Ansible Scripts to Deploy Zookeeper, Kafka and YARN on an Linux-based env
Command execution order:
- ansible-playbook -i openstack_inventory ansible_kafka.yml
- ansible-playbook -i openstack_inventory ansible_prepare_yarn.yml
- ansible-playbook -i openstack_inventory ansible_yarn.yml
Artefact versions:
- kafka_version: kafka_2.12-3.0.0
- zookeeper_version: zookeeper-3.5.5
- hadoop_version: hadoop-3.3.1
- Java JDK 8
Known issues during the process
- Kafka has some permission issues starting. I have fixed them in the install.yml.
- Major issue is the version of hadoop. According to this: https://www.morling.dev/blog/bytebuffer-and-the-dreaded-nosuchmethoderror/ i have fixed it manually.
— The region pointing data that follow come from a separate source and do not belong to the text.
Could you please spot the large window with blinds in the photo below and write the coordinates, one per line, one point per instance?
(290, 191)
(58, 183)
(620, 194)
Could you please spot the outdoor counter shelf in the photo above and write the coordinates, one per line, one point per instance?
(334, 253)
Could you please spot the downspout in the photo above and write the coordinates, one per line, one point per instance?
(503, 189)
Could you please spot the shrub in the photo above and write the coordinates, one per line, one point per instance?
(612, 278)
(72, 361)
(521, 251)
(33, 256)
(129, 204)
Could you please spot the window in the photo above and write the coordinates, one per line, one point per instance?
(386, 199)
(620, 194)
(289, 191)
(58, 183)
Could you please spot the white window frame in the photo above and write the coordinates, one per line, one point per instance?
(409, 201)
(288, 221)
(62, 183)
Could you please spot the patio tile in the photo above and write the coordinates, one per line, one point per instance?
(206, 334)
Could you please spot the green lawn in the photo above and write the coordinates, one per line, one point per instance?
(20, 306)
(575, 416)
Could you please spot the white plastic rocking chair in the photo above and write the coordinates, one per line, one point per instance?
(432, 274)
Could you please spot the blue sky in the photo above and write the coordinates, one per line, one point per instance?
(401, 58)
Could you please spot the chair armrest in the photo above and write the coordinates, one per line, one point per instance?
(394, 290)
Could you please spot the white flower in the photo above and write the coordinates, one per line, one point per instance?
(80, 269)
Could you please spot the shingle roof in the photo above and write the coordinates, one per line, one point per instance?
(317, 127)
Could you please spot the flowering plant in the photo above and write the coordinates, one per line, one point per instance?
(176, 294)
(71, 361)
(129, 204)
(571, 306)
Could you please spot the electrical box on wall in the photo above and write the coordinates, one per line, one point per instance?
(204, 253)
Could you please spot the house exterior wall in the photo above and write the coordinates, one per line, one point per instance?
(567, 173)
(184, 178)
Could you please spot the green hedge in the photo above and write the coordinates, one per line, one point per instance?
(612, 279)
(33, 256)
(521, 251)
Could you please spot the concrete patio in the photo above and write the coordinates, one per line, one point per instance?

The
hadoop-yarn-common-3.3.1.jar
needs a rebuild with some changes. - Additional issue related to this thread: https://stackoverflow.com/questions/58300578/how-to-fix-resource-changed-on-src-filesystem-issue/58405426#58405426. Fixed and together with the above change, copy the jar
hadoop-yarn-common-3.3.1.jar
to {soft_link_base_path}/hadoop/share/hadoop/yarn/hadoop-yarn-common-3.3.1.jar. - Also the yarn.properties file is needed to run the samza job.
- Lessons learned:
- Package your app and run everything from the yarn resource manager VM.
- Copy you tar.gz app to all the nodes at the specific path in the yarn.properties file (from yarn.package.path).
yarn.package.path="<your packaged app>-dist.tar.gz"
# Job
job.factory.class=org.apache.samza.job.yarn.YarnJobFactory
job.container.count=2
# default system
job.coordinator.system=kafka
job.default.system=kafka
systems.kafka.samza.factory=org.apache.samza.system.kafka.KafkaSystemFactory
systems.kafka.consumer.zookeeper.connect=127.0.0.1:2181
systems.kafka.producer.bootstrap.servers=127.0.0.1:9092
systems.kafka.default.stream.replication.factor=1